Le bailleur social qui aura fait l’acquisition de logements neufs à très bas prix.
Entre 30 et 50% des nouveaux logements seront acquis par ce dernier. Pour un prix inférieur de 50 à 70% du prix de marché.
Et peut-être le promoteur, qui aura droit à ses 5% de marge s’il s’en sort bien.
Les perdants ?
Le jeune couple d’actifs qui veut devenir propriétaire et paiera une fortune son deux pièces en s’endettant sur 20 ans.
L’État, qui devra subventionner le bailleur.
La Mairie, qui n’aura jamais ce qu’elle voulait à cause des règles qui se superposent à son PLU.
Le quartier, qui aura un immeuble dénué d’esthétique et de cohérence (difficile de faire une belle façade sans rentabilité et une belle rue en respectant mille règles idiotes et en s’adaptant à l’humeur changeante des maires successifs).
Les techniques de construction actuelles permettent pourtant de construire des logements très confortables pour tout le monde à moindre coût en un temps record. Il n’y a aucun frein endogène à construire une France de propriétaires prospères. Tous les problèmes créant la crise du logement viennent de l’implication de l’État.
Le secteur de l’immobilier est un pilier du développement humain, il répond à des besoins fondamentaux. En le libérant de ses chaînes, il pourrait permettre à tous de se loger dignement en étant propriétaire.
On pourrait permettre aux ménages modestes d’accéder à un prêt bancaire (sur 50 ans par exemple) garanti par l’État. Cela permettrait aux occupants de remplacer leur loyer réduit par une traite mensuelle et devenir propriétaires.
Petit à petit, le parc de logements sociaux serait détenu par ses occupants. À terme, cela conduirait à la disparition des bailleurs sociaux, certains subsisteraient mais en étant 100% privés et rentables.
Quand on est propriétaire, on prend soin de son bien et de sa valeur. Finies les dégradations, immeubles délabrés, ascenseurs cloués au sol ou les charges impayées.
Enfin, il faut autoriser la construction.
Personne ne veut construire.

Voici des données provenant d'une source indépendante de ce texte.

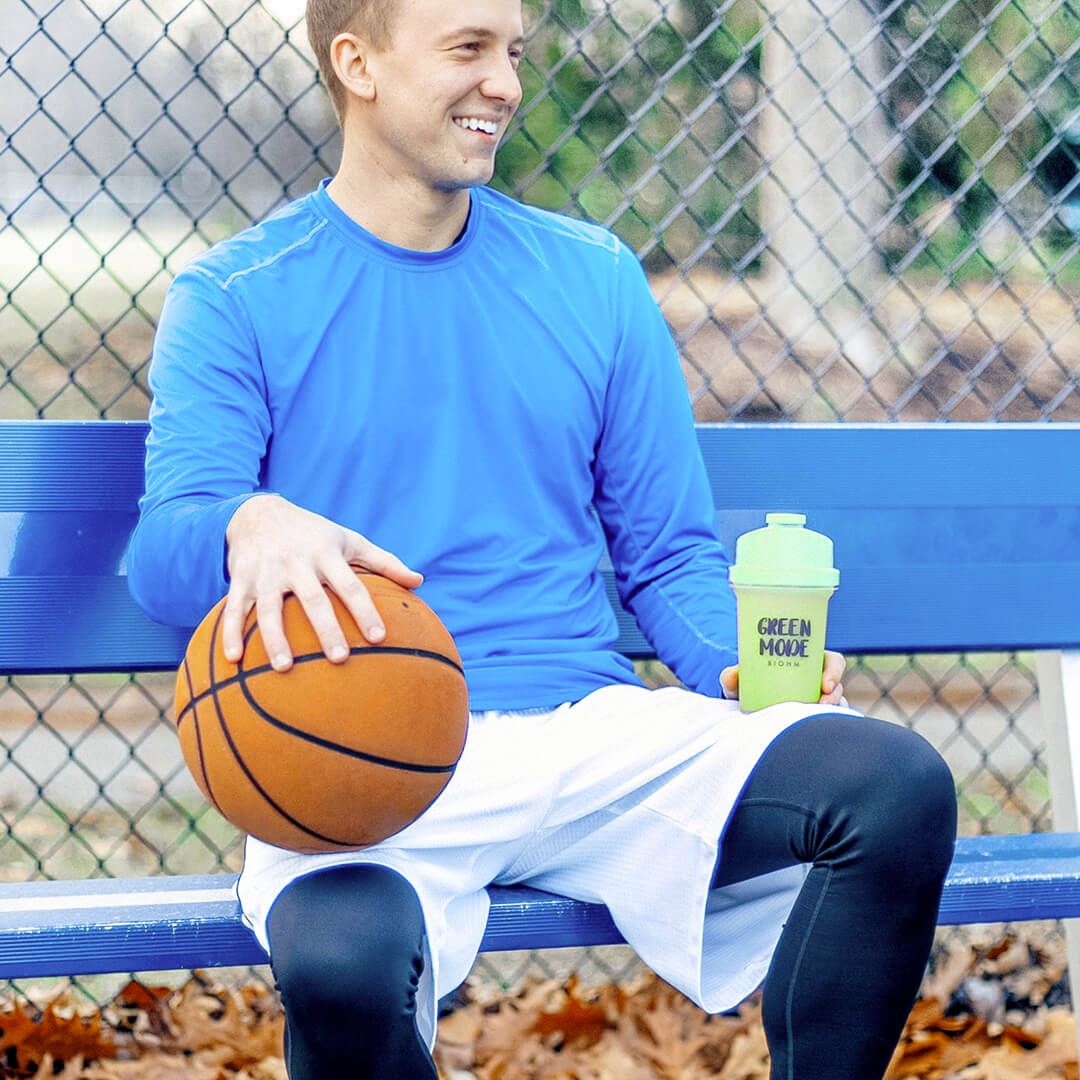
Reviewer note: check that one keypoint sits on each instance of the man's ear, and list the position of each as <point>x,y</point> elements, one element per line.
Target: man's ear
<point>350,55</point>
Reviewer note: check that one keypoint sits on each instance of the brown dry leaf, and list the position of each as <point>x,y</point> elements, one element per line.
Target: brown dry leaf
<point>748,1058</point>
<point>205,1017</point>
<point>578,1023</point>
<point>1012,1061</point>
<point>56,1033</point>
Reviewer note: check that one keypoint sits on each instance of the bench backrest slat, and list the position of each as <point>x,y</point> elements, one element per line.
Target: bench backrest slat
<point>948,537</point>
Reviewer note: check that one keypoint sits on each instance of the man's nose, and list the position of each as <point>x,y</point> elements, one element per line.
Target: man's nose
<point>502,82</point>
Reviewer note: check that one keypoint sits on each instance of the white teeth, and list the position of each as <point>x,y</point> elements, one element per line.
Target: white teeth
<point>471,123</point>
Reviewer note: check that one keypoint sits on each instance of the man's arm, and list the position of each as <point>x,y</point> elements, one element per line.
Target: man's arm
<point>653,498</point>
<point>206,527</point>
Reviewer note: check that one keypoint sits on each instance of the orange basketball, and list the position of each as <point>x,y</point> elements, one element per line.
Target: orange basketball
<point>325,757</point>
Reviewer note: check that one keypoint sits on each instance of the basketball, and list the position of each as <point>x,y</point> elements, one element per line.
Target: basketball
<point>325,757</point>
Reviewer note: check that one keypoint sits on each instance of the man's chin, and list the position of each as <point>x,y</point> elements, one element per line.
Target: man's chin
<point>480,176</point>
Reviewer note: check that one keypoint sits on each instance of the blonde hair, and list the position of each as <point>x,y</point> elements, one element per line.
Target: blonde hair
<point>370,19</point>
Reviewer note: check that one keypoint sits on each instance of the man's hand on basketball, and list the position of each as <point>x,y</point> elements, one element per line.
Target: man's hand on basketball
<point>832,688</point>
<point>278,548</point>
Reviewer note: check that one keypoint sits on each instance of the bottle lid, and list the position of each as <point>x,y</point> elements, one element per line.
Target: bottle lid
<point>784,554</point>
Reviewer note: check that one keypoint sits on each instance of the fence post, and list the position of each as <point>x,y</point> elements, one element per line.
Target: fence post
<point>1058,674</point>
<point>824,138</point>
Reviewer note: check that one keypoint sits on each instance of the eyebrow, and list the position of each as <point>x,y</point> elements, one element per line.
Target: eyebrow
<point>477,31</point>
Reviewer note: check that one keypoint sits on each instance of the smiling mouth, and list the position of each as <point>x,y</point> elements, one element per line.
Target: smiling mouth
<point>474,124</point>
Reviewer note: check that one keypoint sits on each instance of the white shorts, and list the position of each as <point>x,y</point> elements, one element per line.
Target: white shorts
<point>621,799</point>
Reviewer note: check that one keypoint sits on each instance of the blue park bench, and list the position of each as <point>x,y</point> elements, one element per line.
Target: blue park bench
<point>948,537</point>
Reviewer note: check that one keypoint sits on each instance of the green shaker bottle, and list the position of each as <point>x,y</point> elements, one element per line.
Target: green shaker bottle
<point>783,578</point>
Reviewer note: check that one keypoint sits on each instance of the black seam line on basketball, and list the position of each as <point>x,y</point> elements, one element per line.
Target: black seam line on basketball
<point>247,772</point>
<point>326,744</point>
<point>194,720</point>
<point>244,673</point>
<point>217,704</point>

Chaque échelon administratif français est contre. Pour des raisons électorales souvent, de charge de travail parfois, d’incompréhension totale de l’économie toujours. Donc chaque strate ajoute une contrainte sous la forme de norme, loi, décret, plan, interdiction, règle, etc.
Pourtant, l’augmentation de la population et, surtout, le fractionnement des foyers, augmente la demande en logements.
Évidemment, tapisser la France d’immeubles laids, de deux étages, en zone périurbaine, ça ne fait rêver personne.
Pourtant, en effaçant cette montagne de règles contraignantes tout en appliquant du bon sens urbanistique et architectural (le marché n’aurait aucun intérêt à ce qu’une tour ultra moderne se construise dans la Creuse plutôt qu’à La Défense), des solutions émergeraient très rapidement.
En construisant plus haut et de manière plus concentrée, la densité de population au km2 est bien plus efficace. L’empreinte écologique est considérablement réduite. La consommation d’énergie, le traitement de l’eau, l’imperméabilisation des sols, l’impact sur la faune, tout est optimisé.
De plus, le marché libéré verrait les prix diminuer progressivement pour s’ajuster sur le reste du monde développé. Et tout promoteur aurait intérêt à se démarquer en faisant du beau. Aujourd’hui la concurrence n’agit pas puisqu’obtenir un permis de construire revient à avoir un quasi-monopole sur un secteur tant ils sont rares.
Grâce à ces solutions, les français, presque tous propriétaires, auraient enfin des logements moins chers, plus confortables, bien entretenus et seraient débarrassés de parasites qui se gavent sur leurs dos à coups de prix immobiliers gonflés et d’impôts. Les prouesses architecturales, les défis d’ingénierie, ne seraient plus réservés à Dubaï ou Jakarta, on pourrait même rêver de voir la France renouer avec son passé de phare architectural mondial. Nous pourrions vivre dans des superbes immeubles néo-haussmanniens modernes de 20 étages, efficients en énergie et peu gourmands en espace, pour la moitié de ce que l’on paye aujourd’hui.
Mais pour cela, il faut beaucoup plus de liberté.